Referendum: Gratteri, votiamo no per avere sempre un pm sereno

Procuratore Napoli a Radio 24: 'Copiare sistemi stranieri? Chi dice che siano migliori?'

(ANSA) - NAPOLI, 17 MAR - "Perché votare no? Perchè non vogliamo un pubblico ministero che sia schiacciato dalla cultura di giurisdizione, vogliamo un pm che continui a ragionare da giudice, che continui a cercare prove a favore dell'indagato e non cerchi di portarlo in giudizio ad ogni costo. Vogliamo un pubblico ministero sereno, tranquillo, che possa ragionare senza avere l'angoscia che possa essere messo sotto accusa". A dirlo è stato il procuratore della Repubblica di Napoli, Nicola Gratteri.
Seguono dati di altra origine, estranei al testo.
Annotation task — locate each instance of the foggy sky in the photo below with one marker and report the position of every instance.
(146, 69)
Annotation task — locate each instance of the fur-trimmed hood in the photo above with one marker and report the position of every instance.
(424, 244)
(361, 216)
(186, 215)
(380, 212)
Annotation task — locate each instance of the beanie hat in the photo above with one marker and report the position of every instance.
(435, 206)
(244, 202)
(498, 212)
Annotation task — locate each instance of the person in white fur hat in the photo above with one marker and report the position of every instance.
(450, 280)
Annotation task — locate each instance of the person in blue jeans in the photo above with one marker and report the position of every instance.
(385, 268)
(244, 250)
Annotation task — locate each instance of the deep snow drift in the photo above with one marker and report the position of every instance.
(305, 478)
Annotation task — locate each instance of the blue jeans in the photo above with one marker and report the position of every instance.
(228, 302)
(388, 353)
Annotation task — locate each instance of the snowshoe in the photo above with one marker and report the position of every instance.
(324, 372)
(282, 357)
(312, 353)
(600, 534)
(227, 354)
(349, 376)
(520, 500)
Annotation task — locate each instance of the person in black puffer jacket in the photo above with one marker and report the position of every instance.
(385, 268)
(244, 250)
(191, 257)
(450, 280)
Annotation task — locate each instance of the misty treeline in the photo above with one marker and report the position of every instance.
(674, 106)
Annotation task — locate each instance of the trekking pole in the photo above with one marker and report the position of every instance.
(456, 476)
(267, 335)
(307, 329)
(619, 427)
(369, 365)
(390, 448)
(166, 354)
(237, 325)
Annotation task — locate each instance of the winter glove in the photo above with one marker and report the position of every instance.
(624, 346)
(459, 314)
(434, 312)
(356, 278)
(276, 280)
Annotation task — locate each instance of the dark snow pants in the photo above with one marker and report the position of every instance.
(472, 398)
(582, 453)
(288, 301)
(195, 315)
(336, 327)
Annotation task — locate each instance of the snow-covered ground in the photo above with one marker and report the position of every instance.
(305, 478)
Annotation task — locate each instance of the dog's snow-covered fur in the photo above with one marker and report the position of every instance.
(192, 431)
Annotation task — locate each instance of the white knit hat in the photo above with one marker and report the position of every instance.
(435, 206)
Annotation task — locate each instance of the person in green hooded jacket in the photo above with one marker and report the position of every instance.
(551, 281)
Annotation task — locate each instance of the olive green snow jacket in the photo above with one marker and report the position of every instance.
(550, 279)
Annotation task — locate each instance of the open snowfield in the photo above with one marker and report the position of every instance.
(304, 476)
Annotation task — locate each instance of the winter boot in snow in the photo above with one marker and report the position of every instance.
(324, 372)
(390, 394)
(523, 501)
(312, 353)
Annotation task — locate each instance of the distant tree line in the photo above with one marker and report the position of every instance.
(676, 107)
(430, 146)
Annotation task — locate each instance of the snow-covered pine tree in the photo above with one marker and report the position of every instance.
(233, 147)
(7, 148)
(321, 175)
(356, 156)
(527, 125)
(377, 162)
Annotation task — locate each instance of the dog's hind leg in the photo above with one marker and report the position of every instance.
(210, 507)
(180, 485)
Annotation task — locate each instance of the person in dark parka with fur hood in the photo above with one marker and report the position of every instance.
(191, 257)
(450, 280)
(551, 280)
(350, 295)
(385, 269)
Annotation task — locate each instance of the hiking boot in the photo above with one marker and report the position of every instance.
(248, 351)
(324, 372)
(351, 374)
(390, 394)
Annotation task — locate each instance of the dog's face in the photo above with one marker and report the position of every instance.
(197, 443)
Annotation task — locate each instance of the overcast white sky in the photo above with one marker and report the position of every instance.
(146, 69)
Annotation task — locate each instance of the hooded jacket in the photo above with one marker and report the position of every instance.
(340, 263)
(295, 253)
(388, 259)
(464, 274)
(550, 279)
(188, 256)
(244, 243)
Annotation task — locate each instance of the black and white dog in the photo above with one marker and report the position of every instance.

Intervenendo alla trasmissione radiofonica di Radio 24, '24 Mattino', ha risposto alle domande del conduttore Simone Spetia, ribadendo le ragioni che lo porteranno a votare no al referendum di domenica e lunedì prossimi.Il discorso è scivolato sugli altri sistemi giudiziari: "Chi vota sì porta ad esempio sistemi che fanno paura, come quello americano, dove non solo c'è la separazione ma il pm non è di carriera. Ecco, noi non vogliamo un sistema come quello statunitense nel quale il ministero, nel caso del militare che ha sparato a freddo sette colpi al volto di una donna che aveva le mani sul volante, ha detto che non è reato e che il poliziotto non può essere incriminato". C'è chi porta ad esempio il sistema francese, gli è stato chiesto. "E chi dice che è migliore di quello italiano - ha sostenuto Gratteri - che è in grado di contrastare la corruzione e le mafie. Mi dicono che stanno giudicando Sarkozy? Quello che faceva Sarkozy si sapeva pure quando era presidente. Lo si processa? Ma adesso vale come due di coppe a briscola. Pensate che, dopo la strade di Duisburg, il magistrato tedesco venne a trovarmi per pregarmi di non far tenere il processo in Germania, perché non erano in grado di portarlo avanti. E noi pensiamo ai 'modelli' stranieri?". (ANSA).